Wir haben aber auch Perspektiven eröffnet. Wir haben den Kurs geändert, wo es uns notwendig erschien, neue Akzente zu setzen. Deshalb gehört beides zusammen: Hessen war, ist und bleibt ein wirtschaftsstarkes und sicheres Land. Und Hessen ist in den vergangenen vier Jahren grüner und gerechter geworden.

(Beifall bei dem BÜNDNIS 90/DIE GRÜNEN und bei Abgeordneten der CDU)

Genau diesen Kurs setzten wir mit diesem Doppelhaushalt jetzt fort, und wir nehmen auf diesem Kurs noch mehr Fahrt auf. Ich fand es bemerkenswert, dass vonseiten der bisherigen Oppositionsrednerinnen und -redner zu dem eigentlichen Haushalt und zu dem, was in diesem Haushalt steht, erstaunlich wenig gesagt wurde.

(Janine Wissler (DIE LINKE): Was? Ich habe doch jede Menge gesagt!)

Das war schon eine dramatisch hohe Flughöhe, um nicht über diesen Haushalt reden zu müssen.

(Zuruf der Abg. Janine Wissler (DIE LINKE))

Ich werte das einfach einmal als Zustimmung zu vielen Maßnahmen, die in diesem Haushalt stehen.

(Beifall bei dem BÜNDNIS 90/DIE GRÜNEN und der CDU)

Ich werte das als Zustimmung dazu, dass wir mit diesem Haushalt die Beitragsfreiheit für die ersten drei Kindergartenjahre umsetzen und die Qualität in den Kitas verbessern.

(Janine Wissler (DIE LINKE): Dazu habe ich doch lang und breit etwas gesagt!)

Ich werte das als Zustimmung dazu, dass wir das Sozialbudget, mit dem Menschen in schwierigen Lebenslagen geholfen wird, auf über 100 Millionen € erhöhen. Ich werte es als Zustimmung dazu, dass wir die Mittel für den sozialen Wohnungsbau mit diesem Haushalt gegenüber der früheren Förderperiode vervierfacht haben werden. Ich werte es als Zustimmung, dass auch die Opposition der Meinung ist, es ist eine gute Idee, 700 Sozialpädagoginnen und Sozialpädagogen an unsere Schulen zu bringen, womit das Land erstmals systematisch in die Sozialarbeit an Schulen einsteigt.

(Janine Wissler (DIE LINKE): Das haben wir jahrelang gefordert!)
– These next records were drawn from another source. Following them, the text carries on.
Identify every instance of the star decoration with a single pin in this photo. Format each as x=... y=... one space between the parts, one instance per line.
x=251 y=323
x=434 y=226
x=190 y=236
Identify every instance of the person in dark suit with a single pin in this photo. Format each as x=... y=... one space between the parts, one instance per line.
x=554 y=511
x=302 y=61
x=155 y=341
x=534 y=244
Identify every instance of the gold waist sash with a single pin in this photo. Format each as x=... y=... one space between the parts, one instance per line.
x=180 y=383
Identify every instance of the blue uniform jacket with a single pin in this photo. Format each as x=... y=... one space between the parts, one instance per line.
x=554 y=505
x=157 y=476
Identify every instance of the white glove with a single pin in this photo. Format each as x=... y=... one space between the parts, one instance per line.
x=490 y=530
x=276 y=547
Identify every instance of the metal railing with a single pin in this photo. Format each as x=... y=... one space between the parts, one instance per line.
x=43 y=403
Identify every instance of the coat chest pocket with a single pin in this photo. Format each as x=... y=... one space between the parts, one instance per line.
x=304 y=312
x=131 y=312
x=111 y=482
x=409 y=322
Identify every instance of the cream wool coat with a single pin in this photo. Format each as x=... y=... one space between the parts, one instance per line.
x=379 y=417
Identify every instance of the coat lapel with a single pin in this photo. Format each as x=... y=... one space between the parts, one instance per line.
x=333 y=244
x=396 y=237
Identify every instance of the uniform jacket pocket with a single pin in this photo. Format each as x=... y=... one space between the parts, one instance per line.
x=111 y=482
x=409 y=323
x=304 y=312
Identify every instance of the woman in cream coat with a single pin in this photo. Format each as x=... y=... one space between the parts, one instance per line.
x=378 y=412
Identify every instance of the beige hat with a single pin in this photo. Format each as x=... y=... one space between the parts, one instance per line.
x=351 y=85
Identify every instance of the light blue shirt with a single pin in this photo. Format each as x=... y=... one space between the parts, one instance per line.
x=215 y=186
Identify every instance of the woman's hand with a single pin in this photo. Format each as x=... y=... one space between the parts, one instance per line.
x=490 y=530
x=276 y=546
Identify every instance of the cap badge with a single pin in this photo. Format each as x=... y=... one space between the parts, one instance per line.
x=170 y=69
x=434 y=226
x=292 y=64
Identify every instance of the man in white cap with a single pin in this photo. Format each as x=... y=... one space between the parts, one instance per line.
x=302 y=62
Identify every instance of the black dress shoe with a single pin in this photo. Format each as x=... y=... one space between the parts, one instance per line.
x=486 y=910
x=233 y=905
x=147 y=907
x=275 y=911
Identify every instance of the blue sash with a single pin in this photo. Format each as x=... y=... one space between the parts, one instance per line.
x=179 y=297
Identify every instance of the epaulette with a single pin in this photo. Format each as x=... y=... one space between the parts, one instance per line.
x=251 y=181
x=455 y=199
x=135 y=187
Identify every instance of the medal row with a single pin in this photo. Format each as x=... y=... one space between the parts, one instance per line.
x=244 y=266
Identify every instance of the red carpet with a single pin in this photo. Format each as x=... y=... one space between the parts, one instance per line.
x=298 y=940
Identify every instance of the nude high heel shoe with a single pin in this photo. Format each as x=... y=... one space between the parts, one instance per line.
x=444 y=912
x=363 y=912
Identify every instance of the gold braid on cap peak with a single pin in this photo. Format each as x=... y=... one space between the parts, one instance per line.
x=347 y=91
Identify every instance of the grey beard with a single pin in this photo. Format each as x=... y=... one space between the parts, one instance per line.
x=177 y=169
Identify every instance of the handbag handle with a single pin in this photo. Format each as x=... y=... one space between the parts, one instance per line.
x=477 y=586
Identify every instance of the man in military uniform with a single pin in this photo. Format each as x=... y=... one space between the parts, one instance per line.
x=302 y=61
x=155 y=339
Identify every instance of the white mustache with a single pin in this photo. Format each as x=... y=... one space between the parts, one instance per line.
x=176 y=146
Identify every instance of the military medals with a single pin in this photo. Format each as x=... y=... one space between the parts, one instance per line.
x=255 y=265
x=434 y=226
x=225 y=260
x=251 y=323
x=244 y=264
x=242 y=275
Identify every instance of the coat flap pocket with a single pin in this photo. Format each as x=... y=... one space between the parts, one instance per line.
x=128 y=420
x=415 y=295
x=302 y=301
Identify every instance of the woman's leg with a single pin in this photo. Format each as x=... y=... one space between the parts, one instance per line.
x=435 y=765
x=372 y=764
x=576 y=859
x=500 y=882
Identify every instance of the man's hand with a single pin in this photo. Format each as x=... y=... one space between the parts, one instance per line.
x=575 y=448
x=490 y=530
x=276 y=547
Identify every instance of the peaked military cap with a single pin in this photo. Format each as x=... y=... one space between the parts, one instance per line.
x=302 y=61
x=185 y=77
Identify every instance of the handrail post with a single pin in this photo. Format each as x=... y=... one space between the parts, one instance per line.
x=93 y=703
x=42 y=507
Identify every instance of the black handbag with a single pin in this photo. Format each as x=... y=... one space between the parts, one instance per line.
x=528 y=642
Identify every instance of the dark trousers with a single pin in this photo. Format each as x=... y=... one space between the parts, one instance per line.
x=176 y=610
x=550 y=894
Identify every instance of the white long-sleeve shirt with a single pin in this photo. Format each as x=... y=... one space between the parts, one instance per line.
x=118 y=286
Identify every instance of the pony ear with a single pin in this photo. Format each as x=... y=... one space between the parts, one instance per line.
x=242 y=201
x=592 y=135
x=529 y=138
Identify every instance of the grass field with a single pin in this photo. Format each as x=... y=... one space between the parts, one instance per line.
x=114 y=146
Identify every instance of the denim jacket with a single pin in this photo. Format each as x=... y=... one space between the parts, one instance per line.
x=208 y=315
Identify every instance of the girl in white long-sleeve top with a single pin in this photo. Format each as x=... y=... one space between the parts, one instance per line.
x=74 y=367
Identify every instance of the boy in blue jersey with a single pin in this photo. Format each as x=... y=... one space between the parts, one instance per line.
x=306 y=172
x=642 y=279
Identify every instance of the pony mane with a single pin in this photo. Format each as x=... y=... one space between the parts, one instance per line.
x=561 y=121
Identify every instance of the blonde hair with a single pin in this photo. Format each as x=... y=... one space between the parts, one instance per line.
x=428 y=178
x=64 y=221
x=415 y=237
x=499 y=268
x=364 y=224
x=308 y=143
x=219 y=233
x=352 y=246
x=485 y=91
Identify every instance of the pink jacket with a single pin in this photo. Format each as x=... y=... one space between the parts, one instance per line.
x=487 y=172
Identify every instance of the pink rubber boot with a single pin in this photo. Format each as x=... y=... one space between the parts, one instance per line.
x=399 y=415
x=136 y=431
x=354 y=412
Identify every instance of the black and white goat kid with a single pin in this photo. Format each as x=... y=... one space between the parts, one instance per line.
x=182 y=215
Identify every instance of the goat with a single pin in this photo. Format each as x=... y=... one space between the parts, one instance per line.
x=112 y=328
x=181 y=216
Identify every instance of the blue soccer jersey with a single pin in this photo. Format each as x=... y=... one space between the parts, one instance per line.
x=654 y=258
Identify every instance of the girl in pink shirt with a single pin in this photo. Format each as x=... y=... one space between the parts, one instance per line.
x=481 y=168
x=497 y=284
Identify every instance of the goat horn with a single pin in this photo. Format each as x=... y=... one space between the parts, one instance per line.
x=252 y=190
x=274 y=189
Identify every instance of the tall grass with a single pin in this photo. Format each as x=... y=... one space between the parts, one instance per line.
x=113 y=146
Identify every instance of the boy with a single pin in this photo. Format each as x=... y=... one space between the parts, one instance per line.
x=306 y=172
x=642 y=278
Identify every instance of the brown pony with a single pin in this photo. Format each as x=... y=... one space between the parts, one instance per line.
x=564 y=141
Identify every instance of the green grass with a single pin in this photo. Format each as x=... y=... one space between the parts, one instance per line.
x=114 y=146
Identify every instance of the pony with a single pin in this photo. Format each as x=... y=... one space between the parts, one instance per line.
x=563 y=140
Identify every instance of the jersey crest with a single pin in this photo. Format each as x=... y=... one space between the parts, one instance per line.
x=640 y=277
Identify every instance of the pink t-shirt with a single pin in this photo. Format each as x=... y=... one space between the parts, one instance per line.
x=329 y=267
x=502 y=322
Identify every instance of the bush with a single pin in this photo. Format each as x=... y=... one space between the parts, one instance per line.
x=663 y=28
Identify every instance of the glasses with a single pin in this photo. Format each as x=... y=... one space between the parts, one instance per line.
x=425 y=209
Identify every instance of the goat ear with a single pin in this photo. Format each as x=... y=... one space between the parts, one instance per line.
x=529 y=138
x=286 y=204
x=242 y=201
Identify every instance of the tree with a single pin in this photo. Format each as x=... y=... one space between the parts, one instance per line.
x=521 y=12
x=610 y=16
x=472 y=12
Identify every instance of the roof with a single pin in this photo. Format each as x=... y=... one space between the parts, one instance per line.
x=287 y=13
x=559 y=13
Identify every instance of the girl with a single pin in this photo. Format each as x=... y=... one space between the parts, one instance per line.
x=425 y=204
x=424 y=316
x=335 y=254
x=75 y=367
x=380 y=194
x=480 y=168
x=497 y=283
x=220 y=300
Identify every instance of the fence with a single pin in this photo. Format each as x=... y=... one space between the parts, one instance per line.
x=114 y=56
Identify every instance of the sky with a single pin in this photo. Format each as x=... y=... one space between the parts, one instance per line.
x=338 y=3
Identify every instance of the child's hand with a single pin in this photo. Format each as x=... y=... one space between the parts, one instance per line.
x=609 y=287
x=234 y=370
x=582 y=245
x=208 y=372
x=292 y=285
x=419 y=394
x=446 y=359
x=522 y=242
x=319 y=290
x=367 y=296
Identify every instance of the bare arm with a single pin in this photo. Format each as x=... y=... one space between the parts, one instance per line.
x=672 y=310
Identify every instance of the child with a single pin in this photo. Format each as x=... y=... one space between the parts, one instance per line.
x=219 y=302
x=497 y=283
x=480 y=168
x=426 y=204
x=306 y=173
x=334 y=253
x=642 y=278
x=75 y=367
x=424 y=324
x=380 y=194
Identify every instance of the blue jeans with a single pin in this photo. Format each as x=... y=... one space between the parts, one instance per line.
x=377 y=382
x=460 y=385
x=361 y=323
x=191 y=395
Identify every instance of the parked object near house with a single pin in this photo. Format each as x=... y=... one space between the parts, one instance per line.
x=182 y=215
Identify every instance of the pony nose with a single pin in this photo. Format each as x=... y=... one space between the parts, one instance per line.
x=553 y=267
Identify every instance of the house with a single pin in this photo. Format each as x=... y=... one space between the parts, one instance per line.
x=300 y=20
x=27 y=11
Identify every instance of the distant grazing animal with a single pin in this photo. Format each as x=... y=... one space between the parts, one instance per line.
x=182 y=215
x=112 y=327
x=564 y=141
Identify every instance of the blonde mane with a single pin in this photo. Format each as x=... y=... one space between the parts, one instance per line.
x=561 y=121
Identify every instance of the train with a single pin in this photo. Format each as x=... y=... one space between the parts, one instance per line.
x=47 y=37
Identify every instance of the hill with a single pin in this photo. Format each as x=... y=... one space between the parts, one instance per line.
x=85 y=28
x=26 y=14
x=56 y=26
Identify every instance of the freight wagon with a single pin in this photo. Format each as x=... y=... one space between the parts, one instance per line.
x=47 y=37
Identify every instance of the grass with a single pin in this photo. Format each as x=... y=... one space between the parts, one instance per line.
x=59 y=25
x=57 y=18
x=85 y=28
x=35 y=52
Frau Kollegin Wissler, ich werte das als Zustimmung für den integrierten Klimaschutzplan, mit dem Hessen seiner Verantwortung für den Schutz des Klimas gerecht wird.

(Zuruf der Abg. Marjana Schott (DIE LINKE))

Ich werte das als Zustimmung – Frau Kollegin Schott, wenn die Emotionen so hochkochen, werte ich es sogar als emotionale Zustimmung – zu der Rekordförderung für Busse und Bahnen

(Marjana Schott (DIE LINKE): Leben Sie auf dem Mond?)

sowie für den Radverkehr, zu dem Schülerticket, zu dem Jobticket und zu zusätzlichen Stellen in der Bildung, bei der Polizei, der Justiz und der Steuerverwaltung. Dass Sie all das nicht erwähnt haben, folgt dem klassischen Prinzip einer Opposition: Net geschimpft ist genug gelobt. – Das haben wir verstanden. Vielen Dank für das, was der Opposition an Lob für diesen Haushalt möglich war.

(Beifall bei dem BÜNDNIS 90/DIE GRÜNEN und der CDU)

Meine Damen und Herren, andere Landesregierungen wären doch froh, wenn sie das Programm, das ich eben für diesen Doppelhaushalt beschrieben habe, in einer gesamten Legislaturperiode hinbekommen würden. Wir schaffen das

in zwei Jahren, weil wir dieses Land gestalten und ökologischer und gerechter machen wollen.

(Beifall bei dem BÜNDNIS 90/DIE GRÜNEN und der CDU)

Diese Schwerpunktsetzung nehmen wir eben nicht zulasten kommender Generationen vor. Es ist der erste Haushalt in Hessen seit 50 Jahren, der im Entwurf ohne neue Schulden auskommt. Zum ersten Mal seit 50 Jahren gelingt uns das.

(Beifall bei dem BÜNDNIS 90/DIE GRÜNEN und der CDU)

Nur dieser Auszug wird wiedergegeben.